Property investment brings different kinds of challenges for different individuals. While some find it difficult to zero in on the location for their investment, for many others, who regularly bet on property, it is all about generating enough cash flow from their investments. With returns from rentals having come down drastically in recent years, managing property has turned out to be a tough challenge.

Thanks to the increasing product innovation in the banking sector, loan against rentals has become an attractive option for many in recent years.

In this case, a property owner can put his rental income into better use by borrowing against the rental income generated by his property.

How does it work?

Typically, when a banker lends loan against property, he takes into account the repaying capabilities of a borrower. When an owner is sitting on a property with a good rental income, his annual income becomes secondary as the bank would be lending against the rental generating capabilities of the property.

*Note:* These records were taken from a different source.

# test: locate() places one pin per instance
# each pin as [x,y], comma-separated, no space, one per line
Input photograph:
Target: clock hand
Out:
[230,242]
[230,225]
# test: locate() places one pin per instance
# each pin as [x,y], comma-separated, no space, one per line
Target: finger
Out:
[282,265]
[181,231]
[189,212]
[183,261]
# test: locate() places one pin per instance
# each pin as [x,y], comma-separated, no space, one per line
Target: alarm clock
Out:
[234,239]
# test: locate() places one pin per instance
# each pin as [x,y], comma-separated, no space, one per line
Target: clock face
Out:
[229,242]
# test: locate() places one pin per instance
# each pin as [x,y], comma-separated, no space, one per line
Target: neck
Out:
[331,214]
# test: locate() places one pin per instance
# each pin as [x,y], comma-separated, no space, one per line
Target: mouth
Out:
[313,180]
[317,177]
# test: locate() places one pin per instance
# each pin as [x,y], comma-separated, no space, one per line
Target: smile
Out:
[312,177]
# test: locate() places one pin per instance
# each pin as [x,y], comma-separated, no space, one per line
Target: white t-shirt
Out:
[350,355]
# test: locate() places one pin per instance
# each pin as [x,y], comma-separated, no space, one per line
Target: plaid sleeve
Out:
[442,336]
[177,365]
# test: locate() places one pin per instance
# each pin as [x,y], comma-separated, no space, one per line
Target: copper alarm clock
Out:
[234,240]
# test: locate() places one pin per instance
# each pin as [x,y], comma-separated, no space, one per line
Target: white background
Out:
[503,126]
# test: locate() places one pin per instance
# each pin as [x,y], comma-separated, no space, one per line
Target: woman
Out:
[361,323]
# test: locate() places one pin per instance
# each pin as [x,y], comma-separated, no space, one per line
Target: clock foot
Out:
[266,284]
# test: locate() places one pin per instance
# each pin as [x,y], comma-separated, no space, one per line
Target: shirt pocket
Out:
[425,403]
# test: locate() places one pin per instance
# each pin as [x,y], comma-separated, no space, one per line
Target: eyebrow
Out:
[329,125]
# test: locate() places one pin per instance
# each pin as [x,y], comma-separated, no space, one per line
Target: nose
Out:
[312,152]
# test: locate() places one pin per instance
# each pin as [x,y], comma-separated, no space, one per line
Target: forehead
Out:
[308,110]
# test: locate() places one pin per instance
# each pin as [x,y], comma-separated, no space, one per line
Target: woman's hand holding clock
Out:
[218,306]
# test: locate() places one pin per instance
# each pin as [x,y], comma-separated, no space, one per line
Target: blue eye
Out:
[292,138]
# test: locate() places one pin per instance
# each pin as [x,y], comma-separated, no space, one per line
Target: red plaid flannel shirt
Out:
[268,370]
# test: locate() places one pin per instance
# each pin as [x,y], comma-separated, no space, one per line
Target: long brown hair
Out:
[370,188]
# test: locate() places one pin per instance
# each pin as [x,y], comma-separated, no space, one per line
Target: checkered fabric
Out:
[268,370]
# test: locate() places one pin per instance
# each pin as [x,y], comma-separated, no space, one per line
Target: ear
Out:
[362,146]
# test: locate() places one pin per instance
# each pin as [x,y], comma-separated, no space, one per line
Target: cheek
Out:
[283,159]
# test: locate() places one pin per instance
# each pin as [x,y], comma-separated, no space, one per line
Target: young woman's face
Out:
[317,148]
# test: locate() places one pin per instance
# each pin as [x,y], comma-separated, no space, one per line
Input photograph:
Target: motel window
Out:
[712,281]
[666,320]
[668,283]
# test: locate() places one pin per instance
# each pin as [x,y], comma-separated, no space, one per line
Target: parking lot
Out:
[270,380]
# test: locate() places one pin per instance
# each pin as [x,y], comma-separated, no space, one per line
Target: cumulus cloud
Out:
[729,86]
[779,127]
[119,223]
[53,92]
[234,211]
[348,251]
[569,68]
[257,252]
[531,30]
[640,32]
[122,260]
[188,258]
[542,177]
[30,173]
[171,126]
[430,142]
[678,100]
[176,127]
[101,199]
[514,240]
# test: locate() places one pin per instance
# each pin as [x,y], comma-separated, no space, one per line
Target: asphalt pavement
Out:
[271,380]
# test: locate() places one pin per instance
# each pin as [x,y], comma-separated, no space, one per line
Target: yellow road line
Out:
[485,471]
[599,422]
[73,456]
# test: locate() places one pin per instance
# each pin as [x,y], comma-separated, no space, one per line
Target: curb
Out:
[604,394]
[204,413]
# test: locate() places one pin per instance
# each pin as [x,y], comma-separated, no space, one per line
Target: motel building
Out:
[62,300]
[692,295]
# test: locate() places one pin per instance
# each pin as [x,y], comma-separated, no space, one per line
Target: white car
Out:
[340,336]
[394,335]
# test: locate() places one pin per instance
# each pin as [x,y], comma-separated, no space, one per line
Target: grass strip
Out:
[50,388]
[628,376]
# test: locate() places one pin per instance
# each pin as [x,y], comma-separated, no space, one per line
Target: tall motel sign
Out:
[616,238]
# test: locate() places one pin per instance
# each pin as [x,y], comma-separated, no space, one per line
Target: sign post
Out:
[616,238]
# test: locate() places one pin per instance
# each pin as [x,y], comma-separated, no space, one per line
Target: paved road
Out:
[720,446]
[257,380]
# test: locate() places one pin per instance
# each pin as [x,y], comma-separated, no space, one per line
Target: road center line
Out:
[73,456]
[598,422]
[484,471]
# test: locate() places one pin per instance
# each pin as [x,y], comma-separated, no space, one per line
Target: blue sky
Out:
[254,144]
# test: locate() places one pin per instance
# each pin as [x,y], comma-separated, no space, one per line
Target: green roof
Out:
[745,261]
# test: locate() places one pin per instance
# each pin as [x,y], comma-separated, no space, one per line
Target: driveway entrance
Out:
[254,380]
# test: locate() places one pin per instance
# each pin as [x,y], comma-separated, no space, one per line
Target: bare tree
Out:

Besides rentals, the bank will also take into account the value of the property while fixing the loan amount. For instance, if a property generates an annual rental of Rs. 25 lakh, the bank would be willing to provide a loan to the tune of Rs. 2 crore.

Servicing

The servicing of loan would be similar to the escrow account mechanism wherein there would be a tripartite agreement between property owner, tenant and bank.

The tenant would be required to deposit the rentals in a bank account and there would be a lien on the same.

Suitability

The loan against rental would be ideal for those who have large rental income from their property. Generally, rentals tend to be higher in the case of commercial property and in tier I and tier II cities the landlords have the luxury of letting out their property to large corporates. Bankers say the concept is a big hit with those who have let out their property to large tech and retail companies.

End use?

The next question is why should property owners resort to borrowing against their rental incomes?

Luckily, banks don’t insist on the end use of such loans unlike other loans such as home loans. One of the avenues for such loans can be investment in another property.

The loan raised through such a scheme can be used as margin money for investing in another product. In addition, other traditional expenses such as children’s education or marriage can be taken care of through such borrowing.

Interest rate

The biggest worry with respect to a loan is interest rate and the good news is that banks don’t charge differential rate of interest with this product and according to bankers, it hovers around 11-13 per cent, similar to home loans. The option is also available to NRIs who have property which has enough cash flow.